Senegal farms supplying a large share of UK winter vegetables
How two Senegalese farms feed Britain’s winter produce demand
Scale and reach: Two large agricultural complexes in Senegal’s north now send refrigerated vegetables to UK supermarket chains on a weekly basis, closing the seasonal gap that appears in colder months at home.
These sites collectively cultivate about 2,000 hectares and have created roughly 9,000 jobs, most of them filled by women drawn from surrounding communities.
One operator dedicates close to 500 hectares to salad crops and ships around 2 million spring-onion bunches per week, while its partner supplies roughly 55 million corn cobs annually alongside beans and winter squashes.

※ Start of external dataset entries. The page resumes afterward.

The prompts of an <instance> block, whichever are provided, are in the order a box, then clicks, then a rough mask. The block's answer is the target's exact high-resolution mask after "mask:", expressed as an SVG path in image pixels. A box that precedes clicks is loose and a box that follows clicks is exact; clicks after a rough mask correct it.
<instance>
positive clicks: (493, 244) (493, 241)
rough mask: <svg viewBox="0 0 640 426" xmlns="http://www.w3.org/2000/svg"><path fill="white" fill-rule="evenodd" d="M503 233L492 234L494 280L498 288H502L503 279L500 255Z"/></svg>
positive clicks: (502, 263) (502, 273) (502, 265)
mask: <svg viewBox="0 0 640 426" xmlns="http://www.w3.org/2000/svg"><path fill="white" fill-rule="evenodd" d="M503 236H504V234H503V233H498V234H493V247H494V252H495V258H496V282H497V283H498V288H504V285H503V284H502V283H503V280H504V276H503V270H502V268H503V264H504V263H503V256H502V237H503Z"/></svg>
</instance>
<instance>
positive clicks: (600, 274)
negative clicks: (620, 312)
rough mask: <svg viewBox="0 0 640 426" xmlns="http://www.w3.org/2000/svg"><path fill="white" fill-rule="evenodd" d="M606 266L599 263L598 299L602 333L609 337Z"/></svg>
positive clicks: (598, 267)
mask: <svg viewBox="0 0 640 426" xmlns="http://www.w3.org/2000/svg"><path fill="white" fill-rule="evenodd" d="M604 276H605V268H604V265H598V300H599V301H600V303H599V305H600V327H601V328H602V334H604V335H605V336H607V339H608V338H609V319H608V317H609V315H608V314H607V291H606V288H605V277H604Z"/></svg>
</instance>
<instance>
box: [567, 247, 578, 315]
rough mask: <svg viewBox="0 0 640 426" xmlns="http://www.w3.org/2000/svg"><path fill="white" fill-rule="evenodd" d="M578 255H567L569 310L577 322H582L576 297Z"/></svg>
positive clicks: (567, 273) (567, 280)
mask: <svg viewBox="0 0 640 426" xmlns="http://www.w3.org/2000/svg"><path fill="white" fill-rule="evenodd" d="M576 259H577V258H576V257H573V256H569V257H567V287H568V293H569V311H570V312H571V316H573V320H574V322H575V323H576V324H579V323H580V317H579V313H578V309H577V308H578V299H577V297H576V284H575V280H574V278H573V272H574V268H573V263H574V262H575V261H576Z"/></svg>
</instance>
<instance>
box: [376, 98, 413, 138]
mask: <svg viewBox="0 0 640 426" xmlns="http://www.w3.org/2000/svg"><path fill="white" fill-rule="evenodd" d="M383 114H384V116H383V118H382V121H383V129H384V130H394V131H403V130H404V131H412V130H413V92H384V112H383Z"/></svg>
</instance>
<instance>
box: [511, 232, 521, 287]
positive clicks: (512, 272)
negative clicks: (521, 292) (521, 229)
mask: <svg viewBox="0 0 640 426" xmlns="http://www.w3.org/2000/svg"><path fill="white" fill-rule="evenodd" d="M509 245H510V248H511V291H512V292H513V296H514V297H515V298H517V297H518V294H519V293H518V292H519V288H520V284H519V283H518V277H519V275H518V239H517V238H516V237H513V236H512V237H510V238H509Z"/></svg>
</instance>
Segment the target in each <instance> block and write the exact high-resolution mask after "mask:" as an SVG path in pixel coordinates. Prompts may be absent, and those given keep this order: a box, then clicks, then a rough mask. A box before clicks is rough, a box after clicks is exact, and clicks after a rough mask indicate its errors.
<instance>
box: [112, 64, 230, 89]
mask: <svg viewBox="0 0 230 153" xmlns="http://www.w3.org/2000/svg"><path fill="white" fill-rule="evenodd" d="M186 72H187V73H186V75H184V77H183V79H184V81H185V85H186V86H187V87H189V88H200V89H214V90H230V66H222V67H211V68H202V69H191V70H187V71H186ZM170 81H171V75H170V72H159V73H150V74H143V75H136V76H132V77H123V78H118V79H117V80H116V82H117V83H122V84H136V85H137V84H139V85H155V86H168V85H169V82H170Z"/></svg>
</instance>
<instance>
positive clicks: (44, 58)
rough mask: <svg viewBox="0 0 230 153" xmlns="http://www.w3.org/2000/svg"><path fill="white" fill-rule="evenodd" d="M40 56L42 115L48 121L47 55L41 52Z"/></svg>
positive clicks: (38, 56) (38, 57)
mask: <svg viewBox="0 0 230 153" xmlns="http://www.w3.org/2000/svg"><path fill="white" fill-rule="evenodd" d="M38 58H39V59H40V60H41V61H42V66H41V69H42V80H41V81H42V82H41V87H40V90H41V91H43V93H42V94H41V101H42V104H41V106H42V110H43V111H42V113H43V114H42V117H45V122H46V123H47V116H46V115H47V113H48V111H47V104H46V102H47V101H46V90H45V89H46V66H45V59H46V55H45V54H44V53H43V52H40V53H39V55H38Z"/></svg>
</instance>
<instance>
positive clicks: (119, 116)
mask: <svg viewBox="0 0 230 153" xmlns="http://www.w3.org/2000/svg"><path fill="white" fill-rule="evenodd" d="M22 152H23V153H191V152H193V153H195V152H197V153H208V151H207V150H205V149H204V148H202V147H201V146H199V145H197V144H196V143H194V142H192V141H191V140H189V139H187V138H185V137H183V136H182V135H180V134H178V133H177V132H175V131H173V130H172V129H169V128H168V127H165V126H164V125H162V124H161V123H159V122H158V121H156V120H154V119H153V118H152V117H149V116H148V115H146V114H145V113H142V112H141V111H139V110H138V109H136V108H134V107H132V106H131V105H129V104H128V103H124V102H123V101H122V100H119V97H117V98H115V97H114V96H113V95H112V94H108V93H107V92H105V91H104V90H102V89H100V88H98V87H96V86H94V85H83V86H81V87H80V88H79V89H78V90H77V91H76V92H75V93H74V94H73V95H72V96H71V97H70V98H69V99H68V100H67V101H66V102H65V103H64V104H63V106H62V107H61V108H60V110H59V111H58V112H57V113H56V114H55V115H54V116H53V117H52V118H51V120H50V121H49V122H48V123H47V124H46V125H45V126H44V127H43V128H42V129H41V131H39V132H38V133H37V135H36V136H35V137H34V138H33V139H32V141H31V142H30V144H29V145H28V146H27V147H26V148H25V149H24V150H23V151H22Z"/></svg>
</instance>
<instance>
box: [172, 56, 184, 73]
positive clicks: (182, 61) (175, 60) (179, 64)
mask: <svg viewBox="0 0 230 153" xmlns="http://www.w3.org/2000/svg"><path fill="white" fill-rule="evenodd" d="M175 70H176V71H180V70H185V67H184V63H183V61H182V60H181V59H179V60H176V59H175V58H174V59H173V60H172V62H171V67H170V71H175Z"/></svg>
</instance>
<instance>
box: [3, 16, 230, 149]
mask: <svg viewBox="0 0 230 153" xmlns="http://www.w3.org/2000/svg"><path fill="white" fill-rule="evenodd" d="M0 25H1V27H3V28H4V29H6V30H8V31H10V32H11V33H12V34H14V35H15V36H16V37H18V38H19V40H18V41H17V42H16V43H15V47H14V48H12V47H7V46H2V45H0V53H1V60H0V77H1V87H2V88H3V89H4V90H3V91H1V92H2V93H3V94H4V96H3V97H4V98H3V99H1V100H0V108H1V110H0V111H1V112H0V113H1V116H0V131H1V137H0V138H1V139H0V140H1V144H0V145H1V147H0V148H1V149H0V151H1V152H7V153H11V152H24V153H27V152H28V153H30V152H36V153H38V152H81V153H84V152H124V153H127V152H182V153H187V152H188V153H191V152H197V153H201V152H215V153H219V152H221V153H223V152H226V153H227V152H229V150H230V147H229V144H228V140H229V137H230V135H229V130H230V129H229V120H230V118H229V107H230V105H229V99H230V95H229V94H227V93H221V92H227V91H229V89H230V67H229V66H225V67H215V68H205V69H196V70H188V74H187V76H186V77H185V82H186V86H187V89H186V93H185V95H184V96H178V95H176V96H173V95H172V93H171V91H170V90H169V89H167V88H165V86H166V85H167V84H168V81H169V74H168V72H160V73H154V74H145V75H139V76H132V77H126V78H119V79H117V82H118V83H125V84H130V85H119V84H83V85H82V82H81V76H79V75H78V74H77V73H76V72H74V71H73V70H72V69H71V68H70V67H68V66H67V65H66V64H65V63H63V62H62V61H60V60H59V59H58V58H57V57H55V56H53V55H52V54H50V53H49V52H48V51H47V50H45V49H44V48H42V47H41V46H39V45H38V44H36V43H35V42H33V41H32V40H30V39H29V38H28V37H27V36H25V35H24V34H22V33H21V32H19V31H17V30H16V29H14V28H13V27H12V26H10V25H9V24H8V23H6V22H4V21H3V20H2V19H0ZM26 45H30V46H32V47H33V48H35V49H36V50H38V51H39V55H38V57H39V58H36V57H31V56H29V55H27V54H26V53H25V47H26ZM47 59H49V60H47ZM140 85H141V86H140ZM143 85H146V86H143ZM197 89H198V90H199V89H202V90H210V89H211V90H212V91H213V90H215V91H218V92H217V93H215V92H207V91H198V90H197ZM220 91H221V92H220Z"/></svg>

Irrigation and logistics: Water is taken from the Senegal River, routed through a network of canals and pumped across arid land so crops can grow where rainfall is scarce. Harvested produce is chilled quickly at pack-houses, trucked to a deep-water port and loaded into containers for a sea journey to the UK that typically takes about six days.
Major British fresh-produce firms have sunk permanent capital — including an investment of approximately £70m — to lock in steady off-season supply. Pay mostly meets the legal agricultural minimum, approximately 2,500 XOF per day (about $4.50), with bonuses tied to pick rates.
Retail demand and sourcing drivers are clear: constraints on Mediterranean output, higher transport costs for airfreight and post-Brexit trade shifts have pushed buyers to explore West Africa as a reliable supplier.
- Environmental trade-offs: sea freight cuts emissions versus air cargo but still contributes to shipping’s global greenhouse footprint.
- Economic effects: the projects supply supermarket shelves but also create pressure to expand where labour costs stay comparatively low.
- Local dynamics: long leases and licences control land and water access; the arrangement generates steady work but prompts debate over wages and local benefit.
Looking ahead, current economics favour further expansion of similar ventures unless governments or consumers push for seasonal eating, stronger local production incentives, or higher social and environmental standards.